Synuclein alpha

Synuclein alpha

Overview

Synuclein alpha, encoded by the SNCA gene, is a small presynaptic protein best known for its central role in the biology and pathology of Parkinson's disease and related synucleinopathies. Under normal conditions, α-synuclein is associated with neuronal membranes and synaptic function, but when it misfolds or accumulates abnormally it can form oligomers and aggregates that are strongly linked to neurodegeneration. Its pathological aggregation is a defining feature of Parkinson's disease and is also implicated in multiple system atrophy and other disorders characterized by α-synuclein deposition.

Biomedically, α-synuclein is important both as a disease biomarker and as a therapeutic target. Recent research has focused on how oxidative stress, mitochondrial dysfunction, inflammation, ferroptosis, and impaired protein clearance contribute to α-synuclein aggregation and toxicity. These studies have also explored strategies to reduce aggregated α-synuclein, block its membrane interactions, enhance its degradation through the autophagy-lysosomal pathway, or neutralize downstream injury in dopaminergic neurons.

Focus of Latest Publications

Recent studies have comprehensively investigated alpha-synuclein (α-synuclein) pathology across multiple synucleinopathies, including Parkinson's disease, dementia with Lewy bodies, and multiple system atrophy. α-Synuclein aggregation represents a hallmark pathological feature driving neurodegeneration in these disorders, with emerging evidence demonstrating that its misfolding initiates cascades of cellular toxicity. Multi-omics analyses across Braak stages of Parkinson's disease revealed stage-dependent molecular signatures associated with α-synuclein aggregation, including upregulation of genes linked to cell death and autophagy inhibition (such as PARP3, SERPINE1, and COQ10A) alongside downregulation of neuronal function genes. Cognitive trajectories in patients with mixed Alzheimer's disease and α-synuclein pathology remain a focus, as biomarker studies demonstrate strong correlations between α-synuclein levels and disease severity.

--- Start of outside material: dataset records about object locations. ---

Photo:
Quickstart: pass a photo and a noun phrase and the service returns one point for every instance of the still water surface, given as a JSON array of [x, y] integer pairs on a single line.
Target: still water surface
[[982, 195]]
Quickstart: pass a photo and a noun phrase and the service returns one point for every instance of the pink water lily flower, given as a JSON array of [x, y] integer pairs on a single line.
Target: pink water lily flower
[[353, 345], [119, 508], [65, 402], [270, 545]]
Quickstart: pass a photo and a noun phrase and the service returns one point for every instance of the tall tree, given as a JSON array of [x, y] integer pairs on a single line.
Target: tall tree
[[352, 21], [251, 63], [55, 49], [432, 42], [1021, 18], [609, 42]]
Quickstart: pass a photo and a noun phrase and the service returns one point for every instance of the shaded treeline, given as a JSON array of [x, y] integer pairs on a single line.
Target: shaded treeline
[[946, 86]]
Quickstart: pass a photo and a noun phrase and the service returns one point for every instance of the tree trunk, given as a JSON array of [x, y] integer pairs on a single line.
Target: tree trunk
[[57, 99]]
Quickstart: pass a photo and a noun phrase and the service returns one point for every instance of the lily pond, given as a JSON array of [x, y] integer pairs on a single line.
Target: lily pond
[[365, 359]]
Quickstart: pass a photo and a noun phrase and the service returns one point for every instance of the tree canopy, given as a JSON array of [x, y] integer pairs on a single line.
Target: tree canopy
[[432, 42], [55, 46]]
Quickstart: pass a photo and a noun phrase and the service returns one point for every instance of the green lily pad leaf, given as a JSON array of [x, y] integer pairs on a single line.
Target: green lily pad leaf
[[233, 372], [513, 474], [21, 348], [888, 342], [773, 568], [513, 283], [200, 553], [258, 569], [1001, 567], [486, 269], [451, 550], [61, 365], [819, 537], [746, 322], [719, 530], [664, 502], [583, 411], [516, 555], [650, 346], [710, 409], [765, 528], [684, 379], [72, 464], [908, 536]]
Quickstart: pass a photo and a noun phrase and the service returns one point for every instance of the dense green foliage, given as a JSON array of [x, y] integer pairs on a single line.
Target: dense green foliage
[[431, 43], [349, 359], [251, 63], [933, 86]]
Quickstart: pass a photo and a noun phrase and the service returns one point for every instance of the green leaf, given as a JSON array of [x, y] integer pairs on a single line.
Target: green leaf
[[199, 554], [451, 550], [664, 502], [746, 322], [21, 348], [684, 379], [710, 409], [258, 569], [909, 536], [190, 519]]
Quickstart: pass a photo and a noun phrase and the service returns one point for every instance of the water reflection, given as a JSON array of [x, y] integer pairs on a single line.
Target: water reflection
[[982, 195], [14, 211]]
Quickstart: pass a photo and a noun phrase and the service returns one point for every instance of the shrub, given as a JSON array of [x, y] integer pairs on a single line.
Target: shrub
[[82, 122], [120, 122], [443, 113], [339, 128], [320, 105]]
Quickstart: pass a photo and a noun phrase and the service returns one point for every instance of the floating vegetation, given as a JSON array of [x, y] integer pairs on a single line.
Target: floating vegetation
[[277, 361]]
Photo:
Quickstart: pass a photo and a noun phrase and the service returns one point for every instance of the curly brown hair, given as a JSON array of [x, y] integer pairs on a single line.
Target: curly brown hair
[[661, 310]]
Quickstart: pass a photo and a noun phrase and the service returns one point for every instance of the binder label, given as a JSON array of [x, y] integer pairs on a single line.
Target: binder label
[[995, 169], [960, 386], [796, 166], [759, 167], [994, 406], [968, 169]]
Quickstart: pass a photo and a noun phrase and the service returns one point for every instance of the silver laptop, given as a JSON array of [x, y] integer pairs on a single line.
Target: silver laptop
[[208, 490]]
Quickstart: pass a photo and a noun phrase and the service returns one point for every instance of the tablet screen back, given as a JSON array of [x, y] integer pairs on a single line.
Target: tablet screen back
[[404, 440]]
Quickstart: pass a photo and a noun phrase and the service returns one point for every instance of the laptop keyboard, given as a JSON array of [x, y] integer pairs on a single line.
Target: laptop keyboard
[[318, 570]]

Mechanistic investigations have identified mitochondrial dysfunction as a critical consequence of α-synuclein pathology. α-Synuclein fibrils induce structural defects in mitochondrial cristae and enhance the budding of mitochondrial-derived vesicles, processes that may propagate cellular damage. oxidative stress and reactive oxygen species generation form a self-reinforcing cycle with α-synuclein aggregation, while neuroinflammation markers including GPNMB and LGALS3 accumulate in association with misfolded protein. Additionally, α-synuclein mislocalization to mitochondria sequestration of aggregation-prone proteins, hindering their efficient proteasomal degradation—a mechanism potentially exploitable therapeutically.

A diverse range of therapeutic approaches have demonstrated efficacy in preclinical and clinical studies. Direct aggregation-targeting strategies include the monoclonal antibody amlenetug, which addresses pathological α-synuclein species in multiple system atrophy, and engineered exosomes delivering degradation-targeting peptides across the blood–brain barrier to substantia nigra neurons. Complementary strategies modulate downstream pathology: SS-31 (Elamipretide) displaces α-synuclein from lipid membranes and restores mitochondrial function; zinc-tannic acid nanoparticles simultaneously scavenge reactive oxygen species and inhibit fibril formation; betanin derivatives and urolithin A reduce aggregation while preserving mitochondrial membrane potential; and the longevity factor Klotho decreases α-synuclein levels while enhancing cognition through GluN2B-dependent mechanisms. Combined neuromodulation approaches, including deep brain stimulation with brain–computer interface integration, suppressed pathological α-synuclein aggregation whilst restoring gut barrier integrity and microbial homeostasis.

These therapeutic investigations collectively demonstrate that α-synuclein pathology is amenable to multi-target intervention strategies spanning aggregation inhibition, mitochondrial restoration, oxidative stress reduction, and microglial modulation. Biomarker studies utilizing extracellular vesicles and plasma measurements identify α-synuclein species as quantifiable disease progression indicators, supporting their clinical utility for diagnostic and monitoring applications across synucleinopathies.